Gibboney had been away on a Girl Scout camping trip with her daughters, and was notified of what had happened when a park ranger came and woke her up, telling her there was an emergency phone call waiting for her.
Adding to the family’s heartbreak was the fact that in the aftermath, it was determined that the suspect was an undocumented immigrant. Luis Gonzalez had previously been deported from the country, and had come back illegally.
Gibboney quickly took action. She says she personally found two witnesses, which led to crucial information. It was found that Gonzalez had fled back to Mexico after the murder. He came back to the United States, and has been imprisoned ever since. However, Gibboney says he is due to be released next year.
But Gibboney does not want any family, any mother, to ever have to experience what she has, so she has channeled the grief of mourning her firstborn and only son into action. She has thrown her support behind immigration reform, and has been invited on multiple occasions to the White House with other “angel families”—those who have had family members killed by undocumented immigrants.

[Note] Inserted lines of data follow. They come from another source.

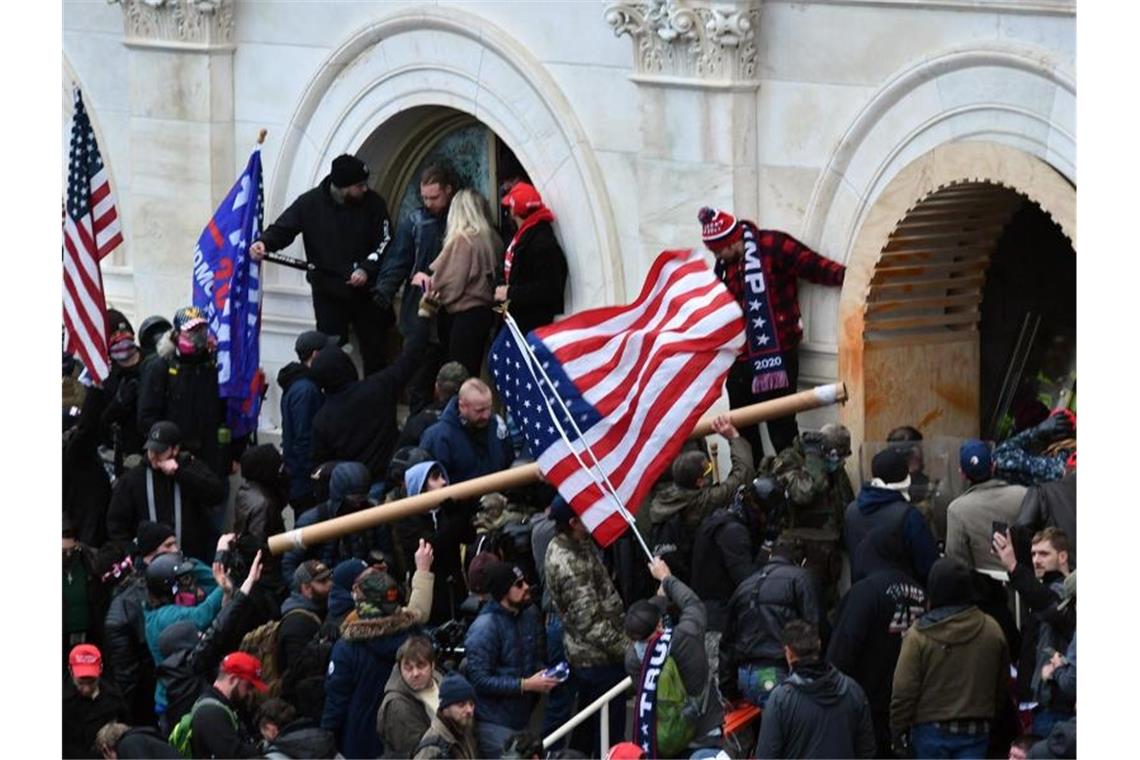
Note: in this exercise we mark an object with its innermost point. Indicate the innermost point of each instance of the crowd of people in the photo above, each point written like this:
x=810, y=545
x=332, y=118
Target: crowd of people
x=783, y=612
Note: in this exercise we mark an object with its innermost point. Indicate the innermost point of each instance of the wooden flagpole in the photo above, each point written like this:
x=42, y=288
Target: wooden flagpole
x=328, y=530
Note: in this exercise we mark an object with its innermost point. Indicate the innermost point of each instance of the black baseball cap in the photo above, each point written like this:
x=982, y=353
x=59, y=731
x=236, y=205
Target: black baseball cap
x=163, y=434
x=311, y=341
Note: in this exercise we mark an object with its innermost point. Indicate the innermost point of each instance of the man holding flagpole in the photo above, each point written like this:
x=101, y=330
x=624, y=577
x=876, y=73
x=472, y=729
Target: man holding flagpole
x=759, y=268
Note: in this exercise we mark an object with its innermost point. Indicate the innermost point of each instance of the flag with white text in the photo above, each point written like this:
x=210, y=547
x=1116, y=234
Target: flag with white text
x=227, y=287
x=632, y=380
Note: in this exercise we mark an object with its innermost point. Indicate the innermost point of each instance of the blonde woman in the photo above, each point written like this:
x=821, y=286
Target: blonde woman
x=463, y=279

Gibboney herself, along with her family, escaped Hungary in 1957 and first found themselves in Brazil, before ultimately making it to the US in 1970.

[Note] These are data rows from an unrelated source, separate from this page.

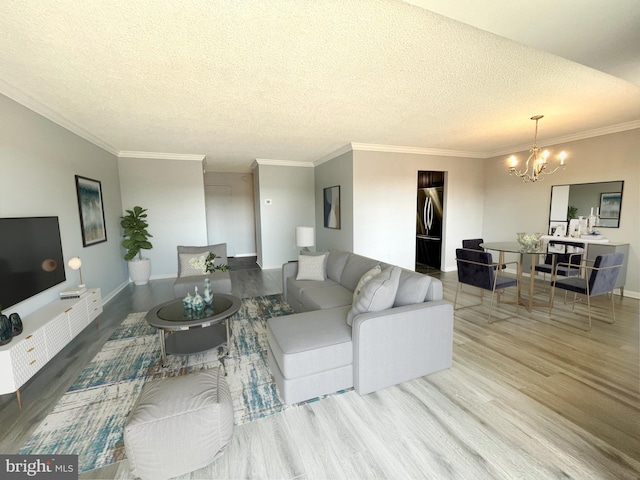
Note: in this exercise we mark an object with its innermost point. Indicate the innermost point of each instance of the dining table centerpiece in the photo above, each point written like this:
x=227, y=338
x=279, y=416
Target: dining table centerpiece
x=529, y=241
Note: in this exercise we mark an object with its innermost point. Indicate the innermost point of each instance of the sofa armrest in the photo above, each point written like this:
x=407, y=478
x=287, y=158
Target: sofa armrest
x=289, y=269
x=400, y=344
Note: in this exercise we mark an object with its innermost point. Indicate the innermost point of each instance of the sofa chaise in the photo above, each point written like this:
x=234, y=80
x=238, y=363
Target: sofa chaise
x=395, y=328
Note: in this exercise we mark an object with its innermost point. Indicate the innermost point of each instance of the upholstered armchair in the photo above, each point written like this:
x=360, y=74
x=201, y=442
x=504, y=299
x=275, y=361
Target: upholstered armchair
x=477, y=269
x=597, y=279
x=568, y=263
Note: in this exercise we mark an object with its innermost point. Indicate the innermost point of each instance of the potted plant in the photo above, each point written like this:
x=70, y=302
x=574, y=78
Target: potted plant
x=136, y=239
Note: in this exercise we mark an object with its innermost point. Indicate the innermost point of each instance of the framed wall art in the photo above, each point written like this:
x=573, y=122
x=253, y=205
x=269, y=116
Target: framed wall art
x=557, y=228
x=332, y=207
x=610, y=205
x=91, y=211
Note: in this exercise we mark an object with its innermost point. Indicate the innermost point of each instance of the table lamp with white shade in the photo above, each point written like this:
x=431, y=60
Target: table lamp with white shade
x=305, y=238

She said in her family’s effort to get here, they endured the lengthy and trying process, and sold almost all of their possessions to pay for the necessary exams.
She has met with President Trump and other politicians as recently as a few weeks ago, and is often asked to write columns and make public appearances to use her story to demonstrate the need for going through proper immigration protocols.
“You put a heartbroken mother out there fighting for her child,” she said, and things will happen.